自分は昔のように、家に帰宅したんじゃないかと錯覚するほどだった。



初伊にも姉貴にも嫌われて当然なのに、俺がいなくなった後の部屋を掃除してくれている。



……俺は、あいつらを傷つけた。


だから、どうこう言う資格はない。



けれど……



嬉しいと悲しいがぐちゃぐちゃに混ざったような複雑な気持ち。



名前に出来ない気持ちになり、どうすればいいか分からなくて、部屋の真ん中で暫く立ちつくしていた。








「初伊、入るぞ。
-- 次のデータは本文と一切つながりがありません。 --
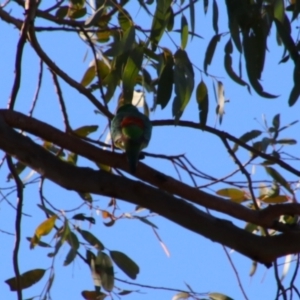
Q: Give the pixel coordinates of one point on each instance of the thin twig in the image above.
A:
(61, 102)
(18, 220)
(36, 95)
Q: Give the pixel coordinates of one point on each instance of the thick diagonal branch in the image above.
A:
(261, 249)
(45, 131)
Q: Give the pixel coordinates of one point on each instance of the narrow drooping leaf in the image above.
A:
(104, 267)
(233, 24)
(279, 10)
(287, 39)
(254, 52)
(184, 31)
(131, 70)
(63, 237)
(26, 279)
(295, 93)
(124, 45)
(88, 76)
(192, 16)
(228, 66)
(205, 5)
(210, 51)
(246, 137)
(215, 17)
(160, 21)
(74, 244)
(124, 19)
(276, 122)
(203, 102)
(165, 80)
(279, 178)
(253, 268)
(184, 82)
(126, 264)
(91, 239)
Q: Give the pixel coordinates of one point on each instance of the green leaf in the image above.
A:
(253, 268)
(64, 235)
(124, 45)
(84, 131)
(254, 53)
(95, 18)
(88, 76)
(192, 16)
(126, 264)
(160, 21)
(203, 102)
(19, 168)
(124, 19)
(279, 10)
(286, 38)
(278, 178)
(276, 122)
(74, 243)
(246, 137)
(218, 296)
(295, 93)
(131, 70)
(165, 80)
(104, 267)
(184, 82)
(91, 239)
(210, 51)
(184, 31)
(215, 17)
(228, 66)
(221, 101)
(170, 24)
(26, 279)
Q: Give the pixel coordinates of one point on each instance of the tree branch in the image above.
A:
(264, 217)
(258, 248)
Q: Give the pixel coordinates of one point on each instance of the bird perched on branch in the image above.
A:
(131, 131)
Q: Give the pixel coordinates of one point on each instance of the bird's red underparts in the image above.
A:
(127, 121)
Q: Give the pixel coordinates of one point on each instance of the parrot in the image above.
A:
(131, 131)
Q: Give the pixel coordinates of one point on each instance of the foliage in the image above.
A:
(136, 60)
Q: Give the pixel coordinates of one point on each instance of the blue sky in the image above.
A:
(193, 259)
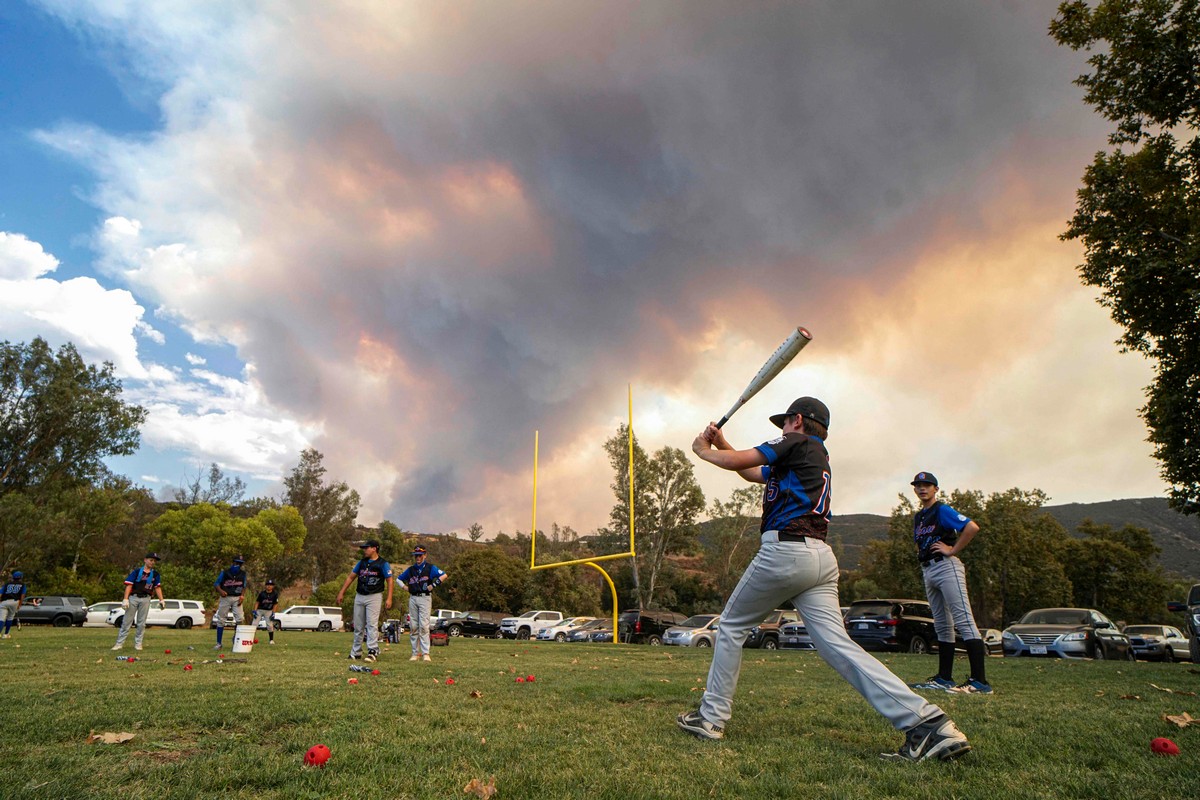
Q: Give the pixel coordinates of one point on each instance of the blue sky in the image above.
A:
(412, 239)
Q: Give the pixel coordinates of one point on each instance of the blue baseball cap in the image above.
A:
(924, 477)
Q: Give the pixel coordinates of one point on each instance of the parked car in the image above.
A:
(646, 626)
(766, 633)
(175, 613)
(309, 618)
(60, 611)
(795, 636)
(696, 631)
(892, 625)
(559, 632)
(1067, 633)
(1158, 642)
(483, 624)
(1192, 612)
(97, 613)
(585, 632)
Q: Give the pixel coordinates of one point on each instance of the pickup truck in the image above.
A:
(1192, 624)
(60, 611)
(528, 624)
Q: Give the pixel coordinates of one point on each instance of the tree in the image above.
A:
(59, 417)
(220, 488)
(329, 511)
(1139, 209)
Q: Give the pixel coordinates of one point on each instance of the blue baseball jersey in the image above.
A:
(798, 486)
(234, 583)
(143, 581)
(420, 578)
(937, 523)
(372, 576)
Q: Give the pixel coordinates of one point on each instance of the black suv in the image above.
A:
(766, 633)
(485, 624)
(646, 626)
(1192, 625)
(892, 625)
(60, 611)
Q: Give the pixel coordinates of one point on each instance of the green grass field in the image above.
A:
(598, 722)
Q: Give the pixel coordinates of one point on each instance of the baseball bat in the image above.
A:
(778, 360)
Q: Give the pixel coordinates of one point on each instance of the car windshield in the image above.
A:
(1055, 617)
(1146, 630)
(870, 609)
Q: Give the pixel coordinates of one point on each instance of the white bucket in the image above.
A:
(243, 638)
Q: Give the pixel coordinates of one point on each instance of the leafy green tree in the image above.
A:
(328, 510)
(1138, 214)
(60, 417)
(486, 579)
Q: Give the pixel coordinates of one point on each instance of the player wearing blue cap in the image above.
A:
(941, 533)
(231, 584)
(139, 584)
(375, 577)
(420, 578)
(796, 565)
(12, 595)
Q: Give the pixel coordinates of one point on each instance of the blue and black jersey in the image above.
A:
(937, 523)
(372, 576)
(143, 581)
(420, 578)
(233, 583)
(797, 495)
(267, 601)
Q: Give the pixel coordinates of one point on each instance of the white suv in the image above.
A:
(309, 618)
(175, 613)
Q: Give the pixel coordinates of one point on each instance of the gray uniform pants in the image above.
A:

」




初伊の部屋に入ると、初伊が眠っていた。


頬が少し赤いな。


熱は、どれくらいか。


初伊の髪の毛をかきあげて、額と額を合わせる。




……熱い。


濡れタオルを作ろうとキッチンに向かったが、幸運にも冷蔵庫の中に熱さまシートを発見したので、それを初伊の額に付けた。




「ん……。」



それが冷たかったのか、閉じていた瞳が少しづつ開いて。



「大丈夫か?」

「へーき。」





平気な訳ない。

そんな涙目で、辛そうな顔をして。



そうやって、いつも辛いときほど隠すだから─────






「嘘だな。平気じゃない時は意地張んな。」






────いつまでも、放っておけないんだよ。